En 2023, la Finlande a eu la douleur de perdre celui qui était considéré comme l'étoile montante de la littérature nationale, Mikki Liukkonen. Auteur de trois recueils de poème, quatre romans et un roman graphique, sa plume savait donner vie à des oeuvres (presque) monumentales : ainsi son roman O (traduit en français en 2021), avoisine les mille pages et compte près d'une centaine de personnages. Il était également un guitariste talentueux au sein du groupe The Scenes.

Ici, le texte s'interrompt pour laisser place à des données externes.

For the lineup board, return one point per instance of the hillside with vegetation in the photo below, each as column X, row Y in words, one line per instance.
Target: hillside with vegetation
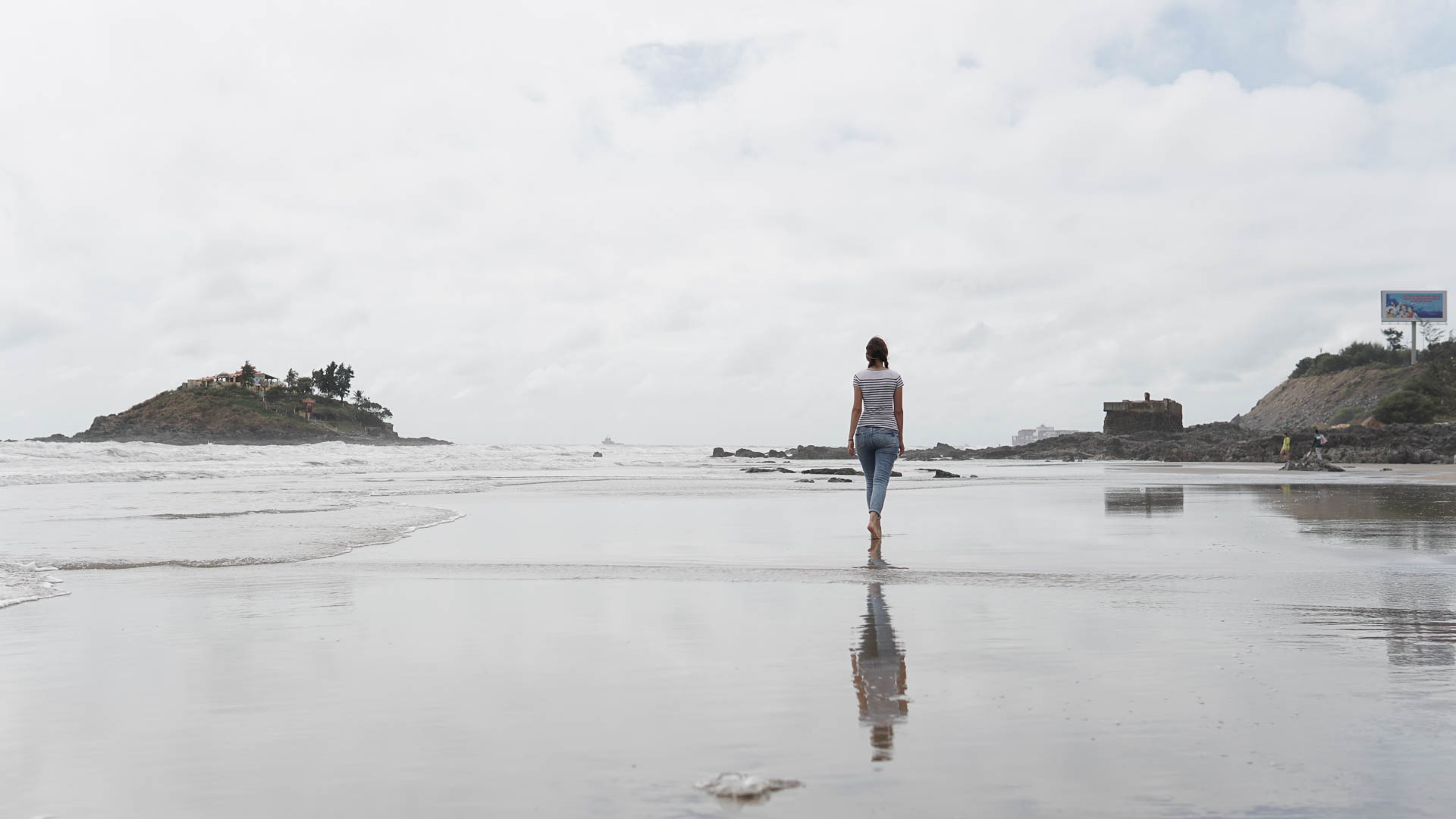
column 1363, row 384
column 240, row 409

Des personnages pour les enfants

Parmi les personnages favoris des petits Finlandais ? Les Moumines, bien sûr, ces héros mi-hippopotames, mi-trolls, créés par Tove Jansson. Devenus de véritables stars au Japon, ils sont aussi populaires que le Père Noël en Finlande. Et surtout, ces trolls à l’allure d’hippopotames des neiges font partie intégrante de l’imaginaire enfantin finlandais depuis 1945. Créés par Tove Jansson à Helsinki dans son atelier au n° 1 d’Ullanlinnankatu, ils sont devenus des classiques de la littérature finlandaise, avant d’acquérir une renommée internationale, grâce notamment aux BD de son frère Lars, puis aux films d’animation japonais (d’où le succès au Japon depuis des décennies…). Pour les fans, un parc d’attraction à leur image a été créé sur l’île de Kailo, à Naantali. L’histoire des Moumines est celle d’une famille de joyeux hippopotames, vivant paisiblement dans une vallée imaginaire, avec vue sur le golfe de Finlande, entourés de personnages hauts en couleur. Ce conte pour enfants, débuté avec Une comète au pays de Moumine, cache aussi des messages plus philosophiques et écologiques toujours d’actualité dans ses onze albums traduits en plus de 45 langues. Tove Marika Jansson (1914-2001), la maman des Moumines, a reçu en 1966 le prix Hans-Christian-Andersen pour sa contribution à la littérature pour la jeunesse. Elle a, bien entendu, été récompensée par de nombreux autres prix : Prix national de littérature (1963), prix Finlande de l’Académie suédoise (1972), Médaille pro Finlandais (1976), prix de la Fondation culturelle finlandaise (1990), prix Harvey (1997)… Elle est également l’auteur de six romans et d’une autobiographie publiée en 1968 La Fille du sculpteur.